Lecture 24: Data Formats and Encoding -- A Philosophy Lecture


Reflections on Data Encoding

Compare:
Classic Internet Application Protocols
Protocol messages usually lines of printable ASCII text, using the telnet NVT convention for line endings. Data is either textual (hence transmitted as Telnet NVT lines), encoded into textual form (eg, Base64 for email attachents) or simply transmitted as binary (eg, images in HTTP) -- no generic rules apply across all protocols.

SNMP-based Network Management
Data and protocols are both described using ASN.1, encoded using the TLV-style BER for transmission -- a binary format. The entire PDU (data and "header information") is a single BER entity. Note, incidentally, that ASN.1 technology is in wideapread use other than in network management; eg, in LDAP, X.500 (and related), Microsoft NetMeeting and in many industrial applications.

Both of these formats exemplify a principle whereby the protocol message is encoded into a standardised or canonical form for transmission. What "goes over the wire" is in the same format, regardless of the type and characterictics of each of the machines involved in the transfer[1]. This is a Big Idea.

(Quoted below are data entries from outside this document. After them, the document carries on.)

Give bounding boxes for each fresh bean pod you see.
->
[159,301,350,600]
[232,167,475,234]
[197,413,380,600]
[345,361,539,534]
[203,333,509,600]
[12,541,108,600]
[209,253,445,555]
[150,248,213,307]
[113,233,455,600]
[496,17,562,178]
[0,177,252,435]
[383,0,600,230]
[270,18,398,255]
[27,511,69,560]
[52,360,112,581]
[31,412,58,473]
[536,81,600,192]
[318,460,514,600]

[1] There are alternatives to this: we already seen a technique (way back in the telnet lecture) generically called terminal emulation, whereby the sender of the data converts it to the specific format expected by the receiver before sending. The other approach is called (in some circles) receiver-makes-right. Here the receiving software, knowing the source of the data, converts it to its own format before proceeding. This obviously fails if the source can't be determined!


Parsing

ASCII text-based protocols have the advantage of human readability, which has aided the debugging and development of these protocols. Also, many other data types can easily expressed in ASCII -- for example, numeric data: eg, the ASCII string "2529" is clearly an integer. Note, however, that even such a simple system has potential pitfalls: think of the textfile conventions of Unix systems, PCs and Macs vis-a-vis the telnet NVT "line-of-text" convention used in these protocols.

Protocol messages in these classic Internet application are structured to conform to a grammar -- a set of syntax rules. The receiver of such a message has to parse it to discover its meaning. This can be compared to the process whereby (eg) a Java source file is compiled to a byte-code equivalent. The problem here is that writing a parser is (still) considered to be a difficult programming problem, and developers tend to try and avoid them if possible...

In contrast, an ASN.1/BER bytestream can be interpreted using (in principle, at least) a somewhat simpler pattern matcher. Such software is, in general, easier to write -- it can be written using a "Finite State Machine" model, or could even be as simple as a sequence of nested IF-statements. The downside is a protocol that can't be tested using "human-readable" messages. TANSTAAFL.


Document Formats -- XML

We have concentrated, so far, on protocol formats, but the data (or document) is also interesting. For example, the (usually) ASCII HTML document is the basis of the World Wide Web. HTML is a curious mixture of structural (or semantic) markup, and markup elements used for in-line presentational formatting. For example, <h2>Header</h2> is clearly a structural markup, whereas <b><i>important text</i></b> is (generally speaking) simply an indication of how the author would like the text displayed.

HTML has evolved (via mechanisms such as Cascading Style Sheets (CSS)) into the far richer XML (eXtensible Markup Language). In XML, the details of both the meaning of the markup tags, and the presentational aspects of the document have been separated from it. The document itself contains only semantic (or structural) information. Conceptually we have the notion of "Document as Database"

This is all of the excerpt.